Chenyan Chang scite author profile

Introducing tumor-derived cells into normal mammary stem cell niches at a sufficiently high ratio of normal to tumorous cells causes those tumor cells to undergo a change to normal mammary phenotype and yield normal mammary progeny. This phenomenon has been termed cancer cell redirection. We have developed an in vitro model that mimics in vivo redirection of cancer cells by the normal mammary microenvironment. Using the RNA profiling data from this cellular model, we examined high-level characteristics of the normal, redirected, and tumor transcriptomes and found the global expression profiles clearly distinguish the three expression states.

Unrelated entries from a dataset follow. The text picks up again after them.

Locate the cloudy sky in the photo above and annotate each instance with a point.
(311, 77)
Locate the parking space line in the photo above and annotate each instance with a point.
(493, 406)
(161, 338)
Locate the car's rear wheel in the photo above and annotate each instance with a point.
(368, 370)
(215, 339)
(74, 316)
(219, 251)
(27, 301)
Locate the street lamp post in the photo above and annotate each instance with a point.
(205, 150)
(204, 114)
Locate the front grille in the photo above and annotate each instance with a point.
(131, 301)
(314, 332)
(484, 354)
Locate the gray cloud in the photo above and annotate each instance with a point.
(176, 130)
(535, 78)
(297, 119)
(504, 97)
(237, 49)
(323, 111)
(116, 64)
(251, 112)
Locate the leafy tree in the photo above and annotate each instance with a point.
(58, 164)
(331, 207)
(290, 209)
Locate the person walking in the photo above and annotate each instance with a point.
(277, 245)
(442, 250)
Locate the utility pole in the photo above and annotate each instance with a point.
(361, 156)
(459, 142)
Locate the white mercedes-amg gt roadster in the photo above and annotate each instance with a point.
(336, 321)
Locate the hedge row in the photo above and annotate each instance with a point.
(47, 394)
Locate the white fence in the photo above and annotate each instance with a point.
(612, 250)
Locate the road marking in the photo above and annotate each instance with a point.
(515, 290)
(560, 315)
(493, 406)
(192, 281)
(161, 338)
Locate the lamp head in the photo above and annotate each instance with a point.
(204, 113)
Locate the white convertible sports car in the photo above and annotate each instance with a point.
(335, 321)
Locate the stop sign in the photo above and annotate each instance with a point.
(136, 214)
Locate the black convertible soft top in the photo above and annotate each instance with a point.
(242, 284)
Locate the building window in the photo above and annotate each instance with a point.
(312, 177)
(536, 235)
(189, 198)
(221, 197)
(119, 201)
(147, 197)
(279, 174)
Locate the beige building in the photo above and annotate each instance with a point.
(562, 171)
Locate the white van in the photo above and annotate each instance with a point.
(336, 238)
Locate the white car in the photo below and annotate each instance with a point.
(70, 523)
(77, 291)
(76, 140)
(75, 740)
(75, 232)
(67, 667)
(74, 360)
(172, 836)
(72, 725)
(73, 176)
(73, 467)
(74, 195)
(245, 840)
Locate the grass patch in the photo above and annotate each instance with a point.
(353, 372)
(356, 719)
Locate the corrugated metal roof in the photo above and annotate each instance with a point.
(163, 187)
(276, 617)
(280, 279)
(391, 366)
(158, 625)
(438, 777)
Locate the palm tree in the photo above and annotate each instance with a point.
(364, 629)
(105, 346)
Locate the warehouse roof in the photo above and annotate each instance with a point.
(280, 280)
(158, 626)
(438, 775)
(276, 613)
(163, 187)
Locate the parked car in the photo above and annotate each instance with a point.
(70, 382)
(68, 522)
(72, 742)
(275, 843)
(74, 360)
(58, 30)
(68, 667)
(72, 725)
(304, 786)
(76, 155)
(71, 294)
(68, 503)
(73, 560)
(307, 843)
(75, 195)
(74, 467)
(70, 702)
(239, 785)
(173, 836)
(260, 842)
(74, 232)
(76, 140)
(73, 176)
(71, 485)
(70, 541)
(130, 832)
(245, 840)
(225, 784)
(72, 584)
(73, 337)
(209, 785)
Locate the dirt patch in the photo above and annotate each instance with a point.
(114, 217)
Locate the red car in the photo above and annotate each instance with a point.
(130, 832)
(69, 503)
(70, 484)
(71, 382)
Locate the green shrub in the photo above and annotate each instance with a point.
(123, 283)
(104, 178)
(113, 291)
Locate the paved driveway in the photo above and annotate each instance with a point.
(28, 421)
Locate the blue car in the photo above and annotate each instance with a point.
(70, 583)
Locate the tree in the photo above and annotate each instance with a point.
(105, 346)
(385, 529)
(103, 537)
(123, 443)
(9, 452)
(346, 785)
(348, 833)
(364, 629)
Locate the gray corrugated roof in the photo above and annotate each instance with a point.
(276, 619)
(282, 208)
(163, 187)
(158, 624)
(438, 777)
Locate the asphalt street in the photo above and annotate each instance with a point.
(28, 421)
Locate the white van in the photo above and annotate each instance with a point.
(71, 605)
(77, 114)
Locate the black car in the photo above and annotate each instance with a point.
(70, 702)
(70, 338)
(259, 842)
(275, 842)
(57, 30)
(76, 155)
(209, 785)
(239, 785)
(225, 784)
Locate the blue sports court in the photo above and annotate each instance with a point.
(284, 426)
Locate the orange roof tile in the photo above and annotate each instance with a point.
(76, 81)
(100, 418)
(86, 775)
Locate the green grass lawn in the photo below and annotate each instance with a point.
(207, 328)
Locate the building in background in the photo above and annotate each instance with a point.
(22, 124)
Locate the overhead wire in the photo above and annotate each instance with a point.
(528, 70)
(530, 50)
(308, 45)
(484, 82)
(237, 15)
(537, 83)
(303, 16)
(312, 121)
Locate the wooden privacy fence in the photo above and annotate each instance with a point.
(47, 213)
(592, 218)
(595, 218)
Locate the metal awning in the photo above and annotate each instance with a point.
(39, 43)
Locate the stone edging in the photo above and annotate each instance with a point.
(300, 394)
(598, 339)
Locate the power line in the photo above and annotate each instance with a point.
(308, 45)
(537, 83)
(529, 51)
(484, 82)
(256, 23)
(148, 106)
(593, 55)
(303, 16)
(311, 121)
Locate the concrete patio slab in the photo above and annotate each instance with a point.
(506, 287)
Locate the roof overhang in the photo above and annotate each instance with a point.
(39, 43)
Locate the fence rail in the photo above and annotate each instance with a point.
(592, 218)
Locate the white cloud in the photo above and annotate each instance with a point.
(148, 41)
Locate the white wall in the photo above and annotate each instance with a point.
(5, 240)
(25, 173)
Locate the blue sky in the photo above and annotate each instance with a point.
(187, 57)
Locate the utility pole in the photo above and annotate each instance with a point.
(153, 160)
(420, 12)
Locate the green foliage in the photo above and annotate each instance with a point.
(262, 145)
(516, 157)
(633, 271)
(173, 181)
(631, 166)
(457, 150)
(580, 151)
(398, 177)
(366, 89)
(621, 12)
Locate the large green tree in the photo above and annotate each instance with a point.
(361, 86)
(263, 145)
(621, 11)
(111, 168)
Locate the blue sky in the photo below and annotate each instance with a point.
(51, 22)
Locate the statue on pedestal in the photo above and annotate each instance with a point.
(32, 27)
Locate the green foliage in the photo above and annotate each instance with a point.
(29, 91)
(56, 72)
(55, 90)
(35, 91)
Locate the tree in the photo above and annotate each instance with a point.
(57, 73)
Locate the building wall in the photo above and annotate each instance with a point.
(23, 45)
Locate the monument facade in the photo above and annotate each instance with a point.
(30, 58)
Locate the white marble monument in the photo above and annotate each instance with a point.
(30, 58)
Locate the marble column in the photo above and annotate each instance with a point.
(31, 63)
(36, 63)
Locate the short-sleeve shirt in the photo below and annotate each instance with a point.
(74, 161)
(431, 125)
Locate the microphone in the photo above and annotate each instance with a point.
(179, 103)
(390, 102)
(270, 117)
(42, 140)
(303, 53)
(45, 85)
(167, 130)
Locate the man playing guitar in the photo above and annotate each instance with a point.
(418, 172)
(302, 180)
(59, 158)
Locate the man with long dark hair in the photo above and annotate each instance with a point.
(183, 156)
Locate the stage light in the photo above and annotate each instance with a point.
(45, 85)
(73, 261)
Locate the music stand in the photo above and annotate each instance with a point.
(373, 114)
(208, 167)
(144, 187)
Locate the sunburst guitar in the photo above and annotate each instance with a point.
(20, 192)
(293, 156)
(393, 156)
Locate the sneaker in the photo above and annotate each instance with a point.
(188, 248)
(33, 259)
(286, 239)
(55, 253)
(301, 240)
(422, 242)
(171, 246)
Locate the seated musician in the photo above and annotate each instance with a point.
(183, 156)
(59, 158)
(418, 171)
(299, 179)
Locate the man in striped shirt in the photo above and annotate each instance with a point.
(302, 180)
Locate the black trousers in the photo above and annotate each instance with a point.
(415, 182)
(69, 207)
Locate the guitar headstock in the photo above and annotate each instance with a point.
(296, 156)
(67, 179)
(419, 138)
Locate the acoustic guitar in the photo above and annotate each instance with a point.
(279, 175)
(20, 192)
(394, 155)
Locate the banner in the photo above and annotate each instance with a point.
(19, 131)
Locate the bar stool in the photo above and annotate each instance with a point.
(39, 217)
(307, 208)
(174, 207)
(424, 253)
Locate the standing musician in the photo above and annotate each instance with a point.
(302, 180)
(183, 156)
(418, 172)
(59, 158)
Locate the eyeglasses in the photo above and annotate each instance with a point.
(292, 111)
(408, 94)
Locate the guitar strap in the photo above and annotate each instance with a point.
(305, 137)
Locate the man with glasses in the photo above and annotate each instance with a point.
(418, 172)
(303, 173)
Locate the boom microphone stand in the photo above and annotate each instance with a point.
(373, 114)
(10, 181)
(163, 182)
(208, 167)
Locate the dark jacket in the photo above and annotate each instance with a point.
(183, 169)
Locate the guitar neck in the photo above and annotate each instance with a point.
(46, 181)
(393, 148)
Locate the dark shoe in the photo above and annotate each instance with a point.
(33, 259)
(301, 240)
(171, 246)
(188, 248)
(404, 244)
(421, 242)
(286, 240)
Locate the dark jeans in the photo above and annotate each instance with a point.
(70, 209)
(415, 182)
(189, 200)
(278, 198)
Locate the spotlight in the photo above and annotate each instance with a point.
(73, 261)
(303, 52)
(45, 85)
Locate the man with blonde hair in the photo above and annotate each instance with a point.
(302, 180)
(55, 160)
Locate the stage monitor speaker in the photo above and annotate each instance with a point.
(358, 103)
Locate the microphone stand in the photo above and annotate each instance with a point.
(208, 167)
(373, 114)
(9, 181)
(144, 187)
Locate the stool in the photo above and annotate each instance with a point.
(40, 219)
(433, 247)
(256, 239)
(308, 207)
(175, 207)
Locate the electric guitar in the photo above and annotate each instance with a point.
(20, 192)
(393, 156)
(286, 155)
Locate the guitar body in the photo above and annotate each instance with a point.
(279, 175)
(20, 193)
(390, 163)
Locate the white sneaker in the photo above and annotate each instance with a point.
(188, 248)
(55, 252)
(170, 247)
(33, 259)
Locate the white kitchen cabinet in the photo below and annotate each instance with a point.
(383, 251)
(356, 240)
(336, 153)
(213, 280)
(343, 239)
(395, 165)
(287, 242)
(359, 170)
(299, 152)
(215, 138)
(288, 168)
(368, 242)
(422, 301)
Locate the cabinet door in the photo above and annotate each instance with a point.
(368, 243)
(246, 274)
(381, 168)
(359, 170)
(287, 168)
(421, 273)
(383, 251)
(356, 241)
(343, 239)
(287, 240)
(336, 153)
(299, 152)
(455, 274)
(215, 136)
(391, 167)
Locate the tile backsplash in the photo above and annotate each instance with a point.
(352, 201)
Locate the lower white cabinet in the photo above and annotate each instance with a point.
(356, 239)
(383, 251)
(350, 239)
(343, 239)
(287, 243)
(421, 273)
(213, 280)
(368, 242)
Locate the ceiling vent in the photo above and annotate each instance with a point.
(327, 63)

To identify potential redirection biomarkers that cause the redirected state to shift toward the normal expression pattern, we used mutual information relationships between normal, redirected, and tumor cell groups. Mutual information relationship analysis reduced a dataset of over 35,000 gene expression measurements spread over 13,000 curated gene sets to a set of 20 significant molecular signatures totaling 906 unique loci. Several of these molecular signatures are hallmark drivers of the tumor state. Using differential expression as a guide, we further refined the gene set to 120 core redirection biomarker genes. The expression levels of these core biomarkers are sufficient to make the normal and redirected gene expression states indistinguishable from each other but radically different from the tumor state.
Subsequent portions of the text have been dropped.